In aller Herrgottsfrühe brachen wir am nächsten Morgen auf, um wenigstens einige Zeit bei erträglichen Temperaturen unterwegs sein zu können. In Anbetracht der frühen Stunde war meine volle Aufmerksamkeit aber leider noch nicht verfügbar, Ergebnis: es tat einen fürchterlichen Schlag - ich war durch ein großes und tiefes Schlagloch gefahren. Michael hinter mir war plötzlich verschwunden. Nachdem ich umgedreht und zu ihm zurückgefahren war, sah ich den Schlamassel. Er hatte das Schlagloch auch erwischt und durch die enorme Wucht ist ihm dabei der komplette rechte Koffer abgerissen und bot einen elendigen Anblick. Ziemlich deformiert sah es zuerst gar nicht so aus, als ob man ihn wieder am Motorrad anbringen könnte. Nach einigem Biegen und unter Einsatz von Spanngurten und Kabelbindern gelang es uns aber schließlich, ihn wieder am Motorrad zu befestigen. Der Rest der Fahrt zur Grenze verlief dann zum Glück störungsfrei. Nur kurz vor der Grenze wurden wir nochmals an einem Straßenposten angehalten und uns wurde gegen Zahlung von 10$ ein Zettel ausgehändigt, der dann 100 Meter weiter an einem anderen Posten wieder abgegeben werden musste. Der Sinn und Zweck dieser Unternehmung blieb uns dabei vollständig verborgen. An der turkmenisch-usbekischen Grenze angelangt, mussten wir uns vorübergehend von Michael trennen, da sein usbekisches Visum erst einen Tag später gültig war als unseres. Die turkmenische Grenzabfertigungsprozedur ließen wir dann schon völlig routiniert über uns ergehen und auf usbekischer Seite ging das ganze dann erfreulicherweise gleich nochmal viel freundlicher und zügiger vonstatten. Nach sportlichen vier Stunden konnten wir dann endlich in unser vorletztes Land in diesem Jahr einreisen.

Usbekistan!

Mittwoch, 8. Juni 2016

Der frühe Vogel

Wir haben unseren Biorhythmus umgestellt. Nachdem Matthias ja bereits über die hiesigen Temperaturen berichtet hatte, muss jemand in der Zwischenzeit nochmal eine Kohle draufgelegt haben, wir erreichen nunmehr Temperaturen von weit über 40 Grad. Insofern hielten wir es für eine gute Idee, nicht erst nach 11 Uhr zu unseren Besichtigungstouren aufzubrechen, wofür wir ohnehin bereits mehrfach belächelt wurden, oder die nächste Etappe in Angriff zu nehmen. Für jedes Grad, das es heißer als am Vortag werden soll, stehen wir jetzt eine halbe Stunde früher auf, erledigen die Aufgaben des Tages und halten es dann von Mittag bis frühen Abend wie die Einheimischen - das heißt, wir halten Mittagsschlaf.

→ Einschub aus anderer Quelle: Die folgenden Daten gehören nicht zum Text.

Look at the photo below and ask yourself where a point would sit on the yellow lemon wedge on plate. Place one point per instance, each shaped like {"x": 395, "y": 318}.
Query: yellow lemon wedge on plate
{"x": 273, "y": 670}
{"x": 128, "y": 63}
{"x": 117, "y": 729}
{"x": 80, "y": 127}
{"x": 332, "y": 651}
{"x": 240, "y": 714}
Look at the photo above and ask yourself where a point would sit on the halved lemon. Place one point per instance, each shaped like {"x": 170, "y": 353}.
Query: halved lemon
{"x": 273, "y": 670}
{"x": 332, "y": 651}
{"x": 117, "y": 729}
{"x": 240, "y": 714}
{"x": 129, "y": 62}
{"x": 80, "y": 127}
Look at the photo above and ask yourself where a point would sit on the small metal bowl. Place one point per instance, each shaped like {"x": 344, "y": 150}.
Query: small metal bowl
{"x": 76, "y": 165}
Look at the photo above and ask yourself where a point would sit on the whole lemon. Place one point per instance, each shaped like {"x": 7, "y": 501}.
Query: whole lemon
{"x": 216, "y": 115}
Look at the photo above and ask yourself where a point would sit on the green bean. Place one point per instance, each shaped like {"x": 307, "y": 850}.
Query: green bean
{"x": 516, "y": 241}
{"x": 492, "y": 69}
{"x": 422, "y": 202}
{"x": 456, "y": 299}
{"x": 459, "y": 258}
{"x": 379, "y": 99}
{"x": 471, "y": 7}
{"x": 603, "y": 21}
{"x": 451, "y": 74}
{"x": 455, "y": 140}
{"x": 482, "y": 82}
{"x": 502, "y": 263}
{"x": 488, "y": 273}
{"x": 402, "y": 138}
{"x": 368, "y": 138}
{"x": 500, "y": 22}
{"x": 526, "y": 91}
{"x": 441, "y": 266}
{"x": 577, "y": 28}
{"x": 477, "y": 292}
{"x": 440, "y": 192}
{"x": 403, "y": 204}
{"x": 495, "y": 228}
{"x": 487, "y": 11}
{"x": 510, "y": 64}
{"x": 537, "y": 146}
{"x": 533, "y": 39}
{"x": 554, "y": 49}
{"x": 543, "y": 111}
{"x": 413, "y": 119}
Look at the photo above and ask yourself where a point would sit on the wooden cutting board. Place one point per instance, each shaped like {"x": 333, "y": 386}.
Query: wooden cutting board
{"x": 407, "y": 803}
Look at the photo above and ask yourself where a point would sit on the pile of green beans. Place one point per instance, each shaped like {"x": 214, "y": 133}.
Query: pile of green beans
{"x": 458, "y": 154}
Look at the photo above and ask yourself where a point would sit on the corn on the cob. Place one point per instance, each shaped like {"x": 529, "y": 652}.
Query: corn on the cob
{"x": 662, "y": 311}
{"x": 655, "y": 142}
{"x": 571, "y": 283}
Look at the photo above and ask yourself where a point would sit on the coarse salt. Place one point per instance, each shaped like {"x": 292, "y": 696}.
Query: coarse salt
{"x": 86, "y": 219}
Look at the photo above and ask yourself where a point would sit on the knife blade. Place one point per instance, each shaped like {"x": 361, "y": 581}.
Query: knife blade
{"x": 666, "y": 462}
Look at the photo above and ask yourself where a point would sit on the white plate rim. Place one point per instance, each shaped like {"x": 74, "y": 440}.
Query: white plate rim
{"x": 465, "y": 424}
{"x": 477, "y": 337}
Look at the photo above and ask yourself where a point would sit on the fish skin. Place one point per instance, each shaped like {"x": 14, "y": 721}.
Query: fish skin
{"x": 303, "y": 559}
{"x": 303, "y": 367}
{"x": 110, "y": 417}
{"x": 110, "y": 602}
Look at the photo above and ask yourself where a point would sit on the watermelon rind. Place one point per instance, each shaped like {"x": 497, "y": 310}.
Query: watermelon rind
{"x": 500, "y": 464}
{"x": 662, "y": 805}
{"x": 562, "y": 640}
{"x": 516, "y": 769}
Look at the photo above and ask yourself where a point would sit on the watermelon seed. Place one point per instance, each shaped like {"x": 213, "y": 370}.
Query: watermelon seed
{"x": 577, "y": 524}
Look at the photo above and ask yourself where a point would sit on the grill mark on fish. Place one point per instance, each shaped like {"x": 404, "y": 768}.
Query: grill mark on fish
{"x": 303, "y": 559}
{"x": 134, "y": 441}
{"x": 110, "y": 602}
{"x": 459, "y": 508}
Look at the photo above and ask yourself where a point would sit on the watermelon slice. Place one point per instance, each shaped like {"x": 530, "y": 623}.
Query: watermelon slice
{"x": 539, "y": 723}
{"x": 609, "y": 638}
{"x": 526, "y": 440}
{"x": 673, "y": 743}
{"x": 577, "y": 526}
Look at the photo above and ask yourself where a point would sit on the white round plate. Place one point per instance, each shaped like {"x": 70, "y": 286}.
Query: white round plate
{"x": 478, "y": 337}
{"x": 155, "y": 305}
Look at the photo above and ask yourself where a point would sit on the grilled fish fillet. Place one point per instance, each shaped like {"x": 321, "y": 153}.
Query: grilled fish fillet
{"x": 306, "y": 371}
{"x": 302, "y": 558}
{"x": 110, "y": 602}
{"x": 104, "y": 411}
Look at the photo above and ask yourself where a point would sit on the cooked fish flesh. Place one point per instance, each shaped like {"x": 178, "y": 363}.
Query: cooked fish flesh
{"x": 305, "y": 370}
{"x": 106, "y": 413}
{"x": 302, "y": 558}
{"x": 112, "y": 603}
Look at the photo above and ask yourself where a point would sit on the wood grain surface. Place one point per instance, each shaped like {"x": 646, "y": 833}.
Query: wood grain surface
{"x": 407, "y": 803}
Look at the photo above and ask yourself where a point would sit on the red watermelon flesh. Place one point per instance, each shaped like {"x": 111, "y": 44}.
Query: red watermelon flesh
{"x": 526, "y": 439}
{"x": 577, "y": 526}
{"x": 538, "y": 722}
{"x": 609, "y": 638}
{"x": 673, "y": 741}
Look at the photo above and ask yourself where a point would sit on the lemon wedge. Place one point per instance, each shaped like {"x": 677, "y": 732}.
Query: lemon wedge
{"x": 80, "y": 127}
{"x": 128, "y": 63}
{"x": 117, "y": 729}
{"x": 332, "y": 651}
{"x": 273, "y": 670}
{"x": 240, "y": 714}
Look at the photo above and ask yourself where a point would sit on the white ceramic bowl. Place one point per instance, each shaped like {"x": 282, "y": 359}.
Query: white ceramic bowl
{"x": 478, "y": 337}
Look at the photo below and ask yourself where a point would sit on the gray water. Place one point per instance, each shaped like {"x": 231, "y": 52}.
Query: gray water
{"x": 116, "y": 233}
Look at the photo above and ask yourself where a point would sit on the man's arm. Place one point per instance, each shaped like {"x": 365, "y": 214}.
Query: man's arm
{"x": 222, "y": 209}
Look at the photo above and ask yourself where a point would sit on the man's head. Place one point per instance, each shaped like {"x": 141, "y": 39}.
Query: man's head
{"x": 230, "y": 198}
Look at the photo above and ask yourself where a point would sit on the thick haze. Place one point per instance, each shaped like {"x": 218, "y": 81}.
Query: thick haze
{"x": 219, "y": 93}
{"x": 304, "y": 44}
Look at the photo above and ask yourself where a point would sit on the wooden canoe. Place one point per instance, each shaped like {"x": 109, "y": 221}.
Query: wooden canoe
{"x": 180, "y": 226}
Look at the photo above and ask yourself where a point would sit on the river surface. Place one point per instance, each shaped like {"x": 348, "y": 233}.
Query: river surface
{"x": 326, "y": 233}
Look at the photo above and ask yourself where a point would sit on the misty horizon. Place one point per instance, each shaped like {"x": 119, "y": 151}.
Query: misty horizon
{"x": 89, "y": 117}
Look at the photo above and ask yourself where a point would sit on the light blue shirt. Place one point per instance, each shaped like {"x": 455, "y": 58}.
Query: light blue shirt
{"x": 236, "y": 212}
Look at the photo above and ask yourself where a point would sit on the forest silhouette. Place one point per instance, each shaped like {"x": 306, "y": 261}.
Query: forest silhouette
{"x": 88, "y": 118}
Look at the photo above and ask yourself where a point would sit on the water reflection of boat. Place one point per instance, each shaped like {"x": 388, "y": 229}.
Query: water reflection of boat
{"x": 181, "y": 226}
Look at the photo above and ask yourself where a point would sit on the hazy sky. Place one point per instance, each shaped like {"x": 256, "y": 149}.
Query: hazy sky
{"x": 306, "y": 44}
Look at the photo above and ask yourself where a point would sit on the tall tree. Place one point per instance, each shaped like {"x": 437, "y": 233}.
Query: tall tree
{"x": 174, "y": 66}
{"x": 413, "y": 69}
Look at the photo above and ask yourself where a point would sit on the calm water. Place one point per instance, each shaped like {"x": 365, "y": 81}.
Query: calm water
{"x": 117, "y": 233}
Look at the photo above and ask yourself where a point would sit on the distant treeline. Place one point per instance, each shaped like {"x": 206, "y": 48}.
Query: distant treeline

Mittlerweile haben wir den Iran fast komplett durchkreuzt; nach Isfahan haben wir unser Lager zunächst für drei Tage in Shiras, danach drei weitere Tage in Yazd aufgeschlagen. Im Moment sind wir in Mashhad, bevor wir heute Abend, wenn die Hitze etwas nachgelassen hat, zur Grenze und morgen dann nach Turkmenistan (aus)reisen.

Alle Orte, die wir in der letzten Woche sehen durften, waren einzigartig; Shiras mit der Freitagsmoschee Schah Tscheragh, der Zitadelle oder den persischen Gärten, die altpersische Residenzstadt Persepolis, Yazd mit seiner Altstadt, den Windtürmen oder dem zoroastrischen Feuertempel, die Wüstenstadt Kharanagh. Ein besonders beeindruckendes und ein letztes Highlight bot uns der Iran mit dem Imam-Reza-Schrein in Mashhad. Der Komplex nimmt im Zentrum von Mashhad ein Areal von einem Kilometer Durchmesser ein und ist für Schiiten der heiligste Ort im Iran. Wir haben den Schrein gestern Abend zur Gebetszeit besucht und waren überwältigt von der schieren Größe und der Menge an Gläubigen, die sich dort, teilweise komplett entrückt, zum Gebet eingefunden hatten.

Die Religiösität scheint aber sehr unterschiedlich ausgeprägt zu sein. Viele sind sehr traditionell und in der Ausübung ihrer Religion bzw. der Einhaltung von Regeln außerordentlich diszipliniert. Deutlich wird dies zunächst bei einem Blick auf die Kleidung. Der schwarze Chador ist aus dem Stadtbild nicht wegzudenken und wird bereits von sehr jungen Mädchen getragen. Gebetet wird regelmäßig und auf die Einhaltung koranischer Direktiven geachtet. Hierfür ist ein gehöriges Maß an Selbstdisziplin erforderlich. Heute bspw. hat der Ramadan, der islamische Fastenmonat, begonnen. Muslimen ist in der Zeit von Sonnenauf- bis Sonnenuntergang das Essen und Trinken verboten, bei den erwähnten Temperaturen von über 40 Grad kein Zuckerschlecken. Die Fastenpflicht gilt übrigens für Jungs ab 15, für Mädchen bereits ab 9 Jahren!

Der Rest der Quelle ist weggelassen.